Bennington County: Diversity, unexpected strengths maintain economy
The second home market collapses, as formerly affluent out-of-staters suffer investment losses. Manchester stores start leaving for outlet malls closer to population centers, shopping meccas that are doing better because gas prices make long drives expensive.
Bennington, with its manufacturing base eroding like those in the Midwestern rust belt, has more holes in its downtown retail streets than its impoverished artists can decorate with unsold works.
Scenarios like this might have come true had the American economy slid into a true depression, but it didn’t. Not only are doom-and-gloom visions inappropriate, they are in some cases diametrically opposed to what has happened in the past year.
The ski areas had a good winter, and this summer they showed they were still valued as places for families to gather and enjoy a range of activities.
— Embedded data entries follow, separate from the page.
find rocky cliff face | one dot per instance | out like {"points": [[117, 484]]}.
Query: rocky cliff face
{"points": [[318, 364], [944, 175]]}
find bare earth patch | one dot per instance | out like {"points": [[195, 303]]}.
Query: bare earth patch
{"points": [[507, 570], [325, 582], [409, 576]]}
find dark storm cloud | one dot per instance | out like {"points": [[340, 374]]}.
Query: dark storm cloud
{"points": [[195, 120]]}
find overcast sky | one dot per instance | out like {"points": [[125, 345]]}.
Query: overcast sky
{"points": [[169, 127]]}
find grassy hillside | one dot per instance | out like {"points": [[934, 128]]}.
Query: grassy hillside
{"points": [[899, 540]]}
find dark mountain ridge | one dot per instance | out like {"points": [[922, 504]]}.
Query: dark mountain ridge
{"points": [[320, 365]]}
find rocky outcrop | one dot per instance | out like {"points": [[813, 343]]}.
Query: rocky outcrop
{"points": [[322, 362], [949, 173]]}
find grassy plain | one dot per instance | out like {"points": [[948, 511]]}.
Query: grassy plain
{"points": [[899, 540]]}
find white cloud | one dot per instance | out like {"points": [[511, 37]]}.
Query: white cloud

Manchester took a hit in retail sales in 2008, but has seen new stores replace the few that left and seems likely to post a retail recovery in 2009.
Manufacturers in the Bennington area sometimes needed to downsize operations to weather the storm, but that sector has made more money in than expected and has been adding back jobs due to a lucrative military contract. And don’t mourn for downtown Bennington, which is enjoying a huge boom in tourism thanks partly to having added a herd of life-size, artistically decorated moose as an attraction in addition to its deer park.
The nation’s economic debacle showed the wisdom of diversifying investment portfolios. Bennington County, which is so diverse in character than the Northshire and Southshire are almost two different counties, likewise has shown that with more than one kind of bedrock strength, its takes more of an earthquake than breaking bubbles to demolish the economy.